Derretir la mantequilla, espolvorear con harina removiendo constantemente 1 o 2 minutos, sin que se ponga oscura.
Añadir la leche y remover para obtener una pasta homogénea. Condimente con un poquito de nuez moscada, sal y pimienta. Dejar cocer unos 10 minutos sin dejar de remover, hasta que espese la salsa.
Limpiar y picar las cebollas y los ajos. Poner en una sartén a calentar un poco de aceite y rehogar las cebollas y los ajos a fuego lento hasta que la cebolla esté transparente. Incorporar el bacalao y la salsa bechamel al sofrito. Salpimentar dejando a fuego suave 5 minutos.

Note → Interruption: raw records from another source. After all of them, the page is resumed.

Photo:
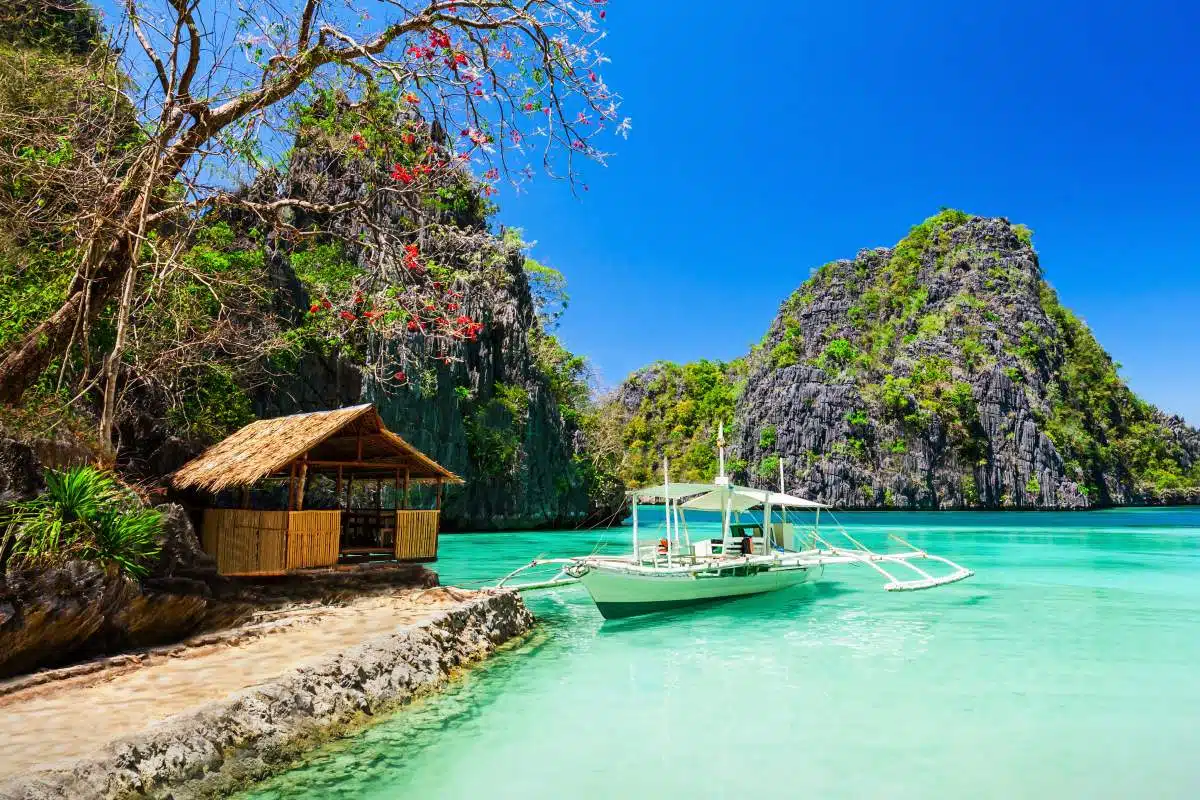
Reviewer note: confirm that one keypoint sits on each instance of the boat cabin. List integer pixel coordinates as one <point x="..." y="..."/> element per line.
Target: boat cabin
<point x="315" y="491"/>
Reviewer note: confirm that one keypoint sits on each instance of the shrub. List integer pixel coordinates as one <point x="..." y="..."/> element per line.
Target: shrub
<point x="857" y="417"/>
<point x="84" y="513"/>
<point x="767" y="438"/>
<point x="768" y="468"/>
<point x="837" y="355"/>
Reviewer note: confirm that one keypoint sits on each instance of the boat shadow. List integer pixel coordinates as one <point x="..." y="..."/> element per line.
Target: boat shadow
<point x="784" y="602"/>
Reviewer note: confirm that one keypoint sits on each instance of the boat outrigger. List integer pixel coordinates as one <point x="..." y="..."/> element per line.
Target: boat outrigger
<point x="749" y="558"/>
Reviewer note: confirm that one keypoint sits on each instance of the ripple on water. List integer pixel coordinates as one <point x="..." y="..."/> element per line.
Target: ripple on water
<point x="1065" y="668"/>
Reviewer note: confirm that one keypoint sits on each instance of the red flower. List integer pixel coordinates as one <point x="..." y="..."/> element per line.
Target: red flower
<point x="401" y="174"/>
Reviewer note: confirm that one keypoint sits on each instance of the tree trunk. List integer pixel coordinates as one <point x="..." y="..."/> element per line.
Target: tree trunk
<point x="113" y="364"/>
<point x="25" y="360"/>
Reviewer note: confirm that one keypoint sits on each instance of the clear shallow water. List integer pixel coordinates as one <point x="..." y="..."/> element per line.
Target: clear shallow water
<point x="1066" y="668"/>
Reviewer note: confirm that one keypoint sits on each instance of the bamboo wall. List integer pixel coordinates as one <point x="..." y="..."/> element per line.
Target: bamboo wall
<point x="417" y="535"/>
<point x="313" y="537"/>
<point x="270" y="542"/>
<point x="246" y="541"/>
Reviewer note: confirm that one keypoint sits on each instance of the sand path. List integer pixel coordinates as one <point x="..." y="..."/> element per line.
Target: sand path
<point x="66" y="720"/>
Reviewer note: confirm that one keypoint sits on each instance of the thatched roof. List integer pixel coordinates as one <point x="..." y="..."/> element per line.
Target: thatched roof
<point x="354" y="438"/>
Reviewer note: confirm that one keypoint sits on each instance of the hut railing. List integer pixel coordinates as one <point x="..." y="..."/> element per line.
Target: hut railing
<point x="417" y="535"/>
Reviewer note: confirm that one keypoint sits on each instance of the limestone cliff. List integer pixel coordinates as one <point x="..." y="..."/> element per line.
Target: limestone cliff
<point x="939" y="373"/>
<point x="496" y="414"/>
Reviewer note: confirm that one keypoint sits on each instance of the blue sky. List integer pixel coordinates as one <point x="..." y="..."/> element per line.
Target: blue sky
<point x="769" y="139"/>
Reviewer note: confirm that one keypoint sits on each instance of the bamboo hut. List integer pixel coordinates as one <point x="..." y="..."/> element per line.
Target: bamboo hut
<point x="353" y="455"/>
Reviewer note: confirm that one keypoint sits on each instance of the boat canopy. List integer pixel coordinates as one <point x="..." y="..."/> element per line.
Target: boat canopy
<point x="743" y="498"/>
<point x="711" y="497"/>
<point x="673" y="491"/>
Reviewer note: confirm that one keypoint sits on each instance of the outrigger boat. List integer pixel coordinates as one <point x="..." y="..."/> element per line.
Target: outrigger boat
<point x="749" y="558"/>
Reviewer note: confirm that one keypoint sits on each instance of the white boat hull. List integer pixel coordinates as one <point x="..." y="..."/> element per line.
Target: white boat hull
<point x="618" y="593"/>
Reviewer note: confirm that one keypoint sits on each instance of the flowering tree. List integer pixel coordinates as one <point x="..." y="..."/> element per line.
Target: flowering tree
<point x="493" y="88"/>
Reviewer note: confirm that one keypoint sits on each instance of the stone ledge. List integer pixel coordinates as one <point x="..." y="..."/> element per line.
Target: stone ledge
<point x="249" y="735"/>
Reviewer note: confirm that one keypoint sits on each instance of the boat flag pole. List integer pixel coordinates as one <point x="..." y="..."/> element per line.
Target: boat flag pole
<point x="666" y="491"/>
<point x="725" y="483"/>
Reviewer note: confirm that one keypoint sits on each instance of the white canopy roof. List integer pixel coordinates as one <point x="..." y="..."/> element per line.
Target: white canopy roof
<point x="711" y="497"/>
<point x="676" y="492"/>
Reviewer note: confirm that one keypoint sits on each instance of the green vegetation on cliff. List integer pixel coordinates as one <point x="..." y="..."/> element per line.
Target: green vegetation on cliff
<point x="942" y="372"/>
<point x="675" y="410"/>
<point x="84" y="513"/>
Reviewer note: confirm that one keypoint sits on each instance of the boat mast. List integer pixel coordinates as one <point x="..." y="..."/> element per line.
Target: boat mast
<point x="721" y="480"/>
<point x="666" y="491"/>
<point x="634" y="503"/>
<point x="781" y="489"/>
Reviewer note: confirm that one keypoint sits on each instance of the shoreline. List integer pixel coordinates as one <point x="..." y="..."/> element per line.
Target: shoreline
<point x="221" y="745"/>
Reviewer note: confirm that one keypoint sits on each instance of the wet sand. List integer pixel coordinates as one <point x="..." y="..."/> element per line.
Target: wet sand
<point x="65" y="720"/>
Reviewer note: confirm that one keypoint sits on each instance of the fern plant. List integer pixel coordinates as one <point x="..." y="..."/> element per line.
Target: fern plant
<point x="84" y="513"/>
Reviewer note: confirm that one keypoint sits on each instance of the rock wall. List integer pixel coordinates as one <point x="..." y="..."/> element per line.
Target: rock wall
<point x="225" y="745"/>
<point x="436" y="409"/>
<point x="940" y="373"/>
<point x="937" y="374"/>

Dejar enfriar y rellenar los pimientos cerrándolos con ayuda de un palillo.
Reservar los pimientos que se hayan roto, o no sirvan para rellenar.
Colocar los pimientos en una cazuela de barro o de cristal para calentarlos al horno posteriormente.
Poner en un recipiente los pimientos restantes, la salsa de tomate, nata líquida, vino blanco y triturar con la batidora.
Cubrir los pimientos de piquillo con esta salsa e introducir la cazuela al horno precalentado a 100°C durante 5 minutos cuidando que no se sequen demasiado.